ある先生は、学生たちに抜き打ちテストを行うために、彼らの前で次のように宣告した。

「来週の月曜日から金曜日までのいずれかの日に抜き打ちテストを行う」

これを聞いたある学生は次のように推論した。

「抜き打ちテスト」という言葉を論理学的に推論しやすくするため、「ある日にテストが行われることが、前日までには予測できないテスト」であると定義する。すると、以下のように推論できる。

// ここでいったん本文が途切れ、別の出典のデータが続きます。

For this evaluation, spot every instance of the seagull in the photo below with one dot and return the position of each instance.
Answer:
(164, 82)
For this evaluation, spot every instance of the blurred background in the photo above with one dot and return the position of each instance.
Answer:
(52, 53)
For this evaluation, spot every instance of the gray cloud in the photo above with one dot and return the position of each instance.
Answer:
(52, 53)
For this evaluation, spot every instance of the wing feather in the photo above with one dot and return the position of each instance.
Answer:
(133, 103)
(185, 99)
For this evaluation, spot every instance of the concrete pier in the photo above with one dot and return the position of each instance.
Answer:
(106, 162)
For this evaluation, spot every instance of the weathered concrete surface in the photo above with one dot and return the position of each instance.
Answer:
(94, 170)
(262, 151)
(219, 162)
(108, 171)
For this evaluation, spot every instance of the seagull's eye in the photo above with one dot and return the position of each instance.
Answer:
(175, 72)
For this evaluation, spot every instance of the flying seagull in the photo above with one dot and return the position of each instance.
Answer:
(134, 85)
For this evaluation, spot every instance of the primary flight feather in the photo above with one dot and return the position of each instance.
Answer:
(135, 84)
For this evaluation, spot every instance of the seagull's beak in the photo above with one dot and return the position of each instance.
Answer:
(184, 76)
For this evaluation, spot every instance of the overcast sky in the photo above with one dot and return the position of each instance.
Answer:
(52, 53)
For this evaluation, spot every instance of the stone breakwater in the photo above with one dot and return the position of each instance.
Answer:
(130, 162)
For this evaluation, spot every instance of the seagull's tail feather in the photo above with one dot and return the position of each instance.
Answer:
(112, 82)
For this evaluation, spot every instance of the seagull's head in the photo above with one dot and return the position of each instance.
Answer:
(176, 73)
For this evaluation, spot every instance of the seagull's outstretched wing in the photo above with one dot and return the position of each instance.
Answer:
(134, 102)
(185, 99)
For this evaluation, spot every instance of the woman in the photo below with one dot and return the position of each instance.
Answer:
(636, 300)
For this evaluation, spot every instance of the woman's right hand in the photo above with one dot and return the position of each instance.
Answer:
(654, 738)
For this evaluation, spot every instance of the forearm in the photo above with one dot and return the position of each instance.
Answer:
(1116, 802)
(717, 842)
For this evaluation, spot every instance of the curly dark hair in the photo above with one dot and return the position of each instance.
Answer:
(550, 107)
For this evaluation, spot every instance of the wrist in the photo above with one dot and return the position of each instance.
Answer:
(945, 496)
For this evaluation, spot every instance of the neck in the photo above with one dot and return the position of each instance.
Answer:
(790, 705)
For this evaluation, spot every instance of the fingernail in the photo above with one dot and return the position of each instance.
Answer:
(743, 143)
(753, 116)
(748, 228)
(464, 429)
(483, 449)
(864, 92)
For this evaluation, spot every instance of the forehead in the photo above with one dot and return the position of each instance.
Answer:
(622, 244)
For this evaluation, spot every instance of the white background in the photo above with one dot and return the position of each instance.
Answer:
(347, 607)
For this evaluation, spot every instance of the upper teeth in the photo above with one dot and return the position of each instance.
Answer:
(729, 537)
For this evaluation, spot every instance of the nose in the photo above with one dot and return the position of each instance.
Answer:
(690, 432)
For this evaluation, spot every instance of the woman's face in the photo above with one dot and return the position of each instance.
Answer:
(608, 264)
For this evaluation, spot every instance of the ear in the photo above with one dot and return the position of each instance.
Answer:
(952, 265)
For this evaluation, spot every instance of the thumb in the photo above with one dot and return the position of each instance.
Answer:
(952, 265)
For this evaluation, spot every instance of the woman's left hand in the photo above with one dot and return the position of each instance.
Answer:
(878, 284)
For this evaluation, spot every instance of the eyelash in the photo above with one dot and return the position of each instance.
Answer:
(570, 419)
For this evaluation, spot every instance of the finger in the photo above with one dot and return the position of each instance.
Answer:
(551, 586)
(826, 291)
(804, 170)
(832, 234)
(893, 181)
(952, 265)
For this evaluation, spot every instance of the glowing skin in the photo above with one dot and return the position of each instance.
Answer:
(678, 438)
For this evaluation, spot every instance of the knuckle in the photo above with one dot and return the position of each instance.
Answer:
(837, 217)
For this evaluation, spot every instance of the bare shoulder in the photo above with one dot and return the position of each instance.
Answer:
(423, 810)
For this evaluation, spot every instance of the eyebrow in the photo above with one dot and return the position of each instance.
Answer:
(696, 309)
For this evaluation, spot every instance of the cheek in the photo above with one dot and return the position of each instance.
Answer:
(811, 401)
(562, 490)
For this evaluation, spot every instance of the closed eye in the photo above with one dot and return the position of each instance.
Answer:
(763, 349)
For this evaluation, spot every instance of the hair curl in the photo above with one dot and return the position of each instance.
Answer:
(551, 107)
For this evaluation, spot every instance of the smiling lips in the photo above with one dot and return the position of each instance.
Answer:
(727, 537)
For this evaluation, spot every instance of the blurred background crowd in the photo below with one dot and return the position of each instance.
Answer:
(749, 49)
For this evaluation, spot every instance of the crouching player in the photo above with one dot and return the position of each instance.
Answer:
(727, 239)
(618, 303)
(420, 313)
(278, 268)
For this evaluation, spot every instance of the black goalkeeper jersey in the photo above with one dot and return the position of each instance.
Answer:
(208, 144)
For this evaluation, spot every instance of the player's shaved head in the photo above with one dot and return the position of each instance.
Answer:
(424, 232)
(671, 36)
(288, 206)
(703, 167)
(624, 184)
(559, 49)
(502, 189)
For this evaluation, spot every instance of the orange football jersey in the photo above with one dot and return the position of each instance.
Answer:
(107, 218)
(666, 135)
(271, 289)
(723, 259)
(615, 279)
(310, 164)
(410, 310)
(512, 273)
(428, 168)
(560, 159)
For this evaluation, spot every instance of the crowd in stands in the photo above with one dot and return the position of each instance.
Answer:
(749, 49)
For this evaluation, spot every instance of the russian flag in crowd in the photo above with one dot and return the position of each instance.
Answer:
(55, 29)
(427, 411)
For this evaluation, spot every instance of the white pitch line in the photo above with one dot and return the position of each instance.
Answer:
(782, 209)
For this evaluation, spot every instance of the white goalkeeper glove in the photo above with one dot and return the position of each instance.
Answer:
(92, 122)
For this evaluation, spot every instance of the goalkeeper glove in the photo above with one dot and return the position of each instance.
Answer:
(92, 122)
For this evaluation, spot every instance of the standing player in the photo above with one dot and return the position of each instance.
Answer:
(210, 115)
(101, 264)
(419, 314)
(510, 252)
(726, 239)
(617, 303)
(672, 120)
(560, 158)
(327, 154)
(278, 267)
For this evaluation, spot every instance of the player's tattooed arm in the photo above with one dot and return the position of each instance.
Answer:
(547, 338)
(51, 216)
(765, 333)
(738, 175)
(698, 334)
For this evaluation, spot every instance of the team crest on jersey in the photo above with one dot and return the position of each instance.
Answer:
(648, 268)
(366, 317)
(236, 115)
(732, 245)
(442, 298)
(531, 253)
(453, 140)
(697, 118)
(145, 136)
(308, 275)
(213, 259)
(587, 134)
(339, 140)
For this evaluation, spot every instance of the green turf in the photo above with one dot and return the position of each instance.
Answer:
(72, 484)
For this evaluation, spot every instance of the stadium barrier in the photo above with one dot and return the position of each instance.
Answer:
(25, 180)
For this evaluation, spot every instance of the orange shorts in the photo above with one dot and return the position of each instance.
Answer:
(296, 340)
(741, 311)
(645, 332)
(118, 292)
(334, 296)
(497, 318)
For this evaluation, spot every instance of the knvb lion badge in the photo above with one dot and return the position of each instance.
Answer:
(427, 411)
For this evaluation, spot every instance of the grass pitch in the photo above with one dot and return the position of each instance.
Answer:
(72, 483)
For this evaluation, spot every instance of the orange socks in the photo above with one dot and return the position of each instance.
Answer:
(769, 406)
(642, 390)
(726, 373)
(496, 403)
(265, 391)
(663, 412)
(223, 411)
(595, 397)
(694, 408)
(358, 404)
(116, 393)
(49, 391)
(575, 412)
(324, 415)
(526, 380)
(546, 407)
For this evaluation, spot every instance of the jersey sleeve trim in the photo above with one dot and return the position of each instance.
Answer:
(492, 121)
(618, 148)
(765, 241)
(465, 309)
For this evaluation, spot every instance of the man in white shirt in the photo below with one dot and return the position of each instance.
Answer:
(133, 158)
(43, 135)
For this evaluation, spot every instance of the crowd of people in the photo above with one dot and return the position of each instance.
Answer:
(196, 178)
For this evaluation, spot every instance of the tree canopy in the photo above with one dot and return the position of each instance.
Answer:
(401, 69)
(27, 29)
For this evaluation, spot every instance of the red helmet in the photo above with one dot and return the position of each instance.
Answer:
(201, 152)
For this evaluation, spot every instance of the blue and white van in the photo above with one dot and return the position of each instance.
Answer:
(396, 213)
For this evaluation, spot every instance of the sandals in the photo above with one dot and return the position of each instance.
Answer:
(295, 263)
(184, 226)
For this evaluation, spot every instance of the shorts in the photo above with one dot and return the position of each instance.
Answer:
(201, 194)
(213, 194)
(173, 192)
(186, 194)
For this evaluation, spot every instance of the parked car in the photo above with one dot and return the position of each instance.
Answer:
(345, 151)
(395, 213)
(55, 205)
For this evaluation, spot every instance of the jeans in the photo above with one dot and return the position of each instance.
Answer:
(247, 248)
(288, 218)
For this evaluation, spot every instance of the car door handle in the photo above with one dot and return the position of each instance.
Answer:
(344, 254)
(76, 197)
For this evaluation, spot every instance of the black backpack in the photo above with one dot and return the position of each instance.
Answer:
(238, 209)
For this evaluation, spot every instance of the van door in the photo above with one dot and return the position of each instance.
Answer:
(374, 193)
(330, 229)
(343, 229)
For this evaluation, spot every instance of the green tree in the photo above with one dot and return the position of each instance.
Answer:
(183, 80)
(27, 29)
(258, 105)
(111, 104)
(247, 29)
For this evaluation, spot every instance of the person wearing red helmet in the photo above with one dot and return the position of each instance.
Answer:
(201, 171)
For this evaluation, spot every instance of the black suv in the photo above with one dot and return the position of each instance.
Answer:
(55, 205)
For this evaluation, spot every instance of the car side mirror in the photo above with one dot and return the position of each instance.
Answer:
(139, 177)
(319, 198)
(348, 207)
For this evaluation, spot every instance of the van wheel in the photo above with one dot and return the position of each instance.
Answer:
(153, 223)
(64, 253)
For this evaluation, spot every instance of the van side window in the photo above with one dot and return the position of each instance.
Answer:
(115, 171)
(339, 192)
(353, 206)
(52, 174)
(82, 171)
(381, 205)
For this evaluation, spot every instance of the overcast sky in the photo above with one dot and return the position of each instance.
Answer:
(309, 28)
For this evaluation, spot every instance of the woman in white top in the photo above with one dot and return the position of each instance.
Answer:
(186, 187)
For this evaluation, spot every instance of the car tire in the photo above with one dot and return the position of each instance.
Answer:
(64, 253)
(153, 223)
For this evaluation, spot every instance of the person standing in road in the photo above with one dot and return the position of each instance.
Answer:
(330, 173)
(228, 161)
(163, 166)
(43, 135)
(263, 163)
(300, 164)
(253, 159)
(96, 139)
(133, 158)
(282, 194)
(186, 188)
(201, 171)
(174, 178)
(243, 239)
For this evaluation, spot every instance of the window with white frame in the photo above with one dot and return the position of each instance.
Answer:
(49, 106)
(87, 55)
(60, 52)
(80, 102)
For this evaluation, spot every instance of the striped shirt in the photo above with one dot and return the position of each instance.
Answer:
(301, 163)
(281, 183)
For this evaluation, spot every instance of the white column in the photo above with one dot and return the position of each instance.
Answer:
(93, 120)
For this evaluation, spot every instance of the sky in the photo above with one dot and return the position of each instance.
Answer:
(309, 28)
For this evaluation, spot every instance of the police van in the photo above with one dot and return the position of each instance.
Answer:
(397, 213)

  1. まず、金曜日に抜き打ちテストがあると仮定する。すると、月曜日から木曜日まで抜き打ちテストがないことになるから、木曜日の夜の時点で、翌日(金曜日)が抜き打ちテストの日であると予測できてしまう。これは、先ほどの「抜き打ちテスト」の定義に矛盾する。よって、金曜日には抜き打ちテストを行うことができないということが分かる。
  2. 次に、木曜日に抜き打ちテストがあると仮定する。すると、月曜日から水曜日まで抜き打ちテストがないことになるから、水曜日の夜の時点で木曜日か金曜日のどちらかの日に抜き打ちテストがあることが予測できるが、1.により金曜日には抜き打ちテストがないことが既に分かっているので、翌日(木曜日)が抜き打ちテストの日であると予測できてしまう。これも、先ほどの「抜き打ちテスト」の定義に矛盾する。よって、木曜日にも抜き打ちテストを行うことができないということが分かる。
  3. 以下同様に推論していくと、水曜日、火曜日、月曜日にも抜き打ちテストを行うことができないということが分かる。したがって、「先生はいずれの日にも抜き打ちテストを行うことができない」という結論になる。

そして、抜き打ちテストが予告された週になった。木曜日まではこの学生の予想通りに抜き打ちテストは行われなかった。しかし、金曜日になって先生が「では、今から抜き打ちテストを行う。」と宣告したのである。

すかさずこの学生が立ち上がり、前記の推論を述べて抜き打ちテストを行うことができないことを説明した。すると、先生はこう反論した。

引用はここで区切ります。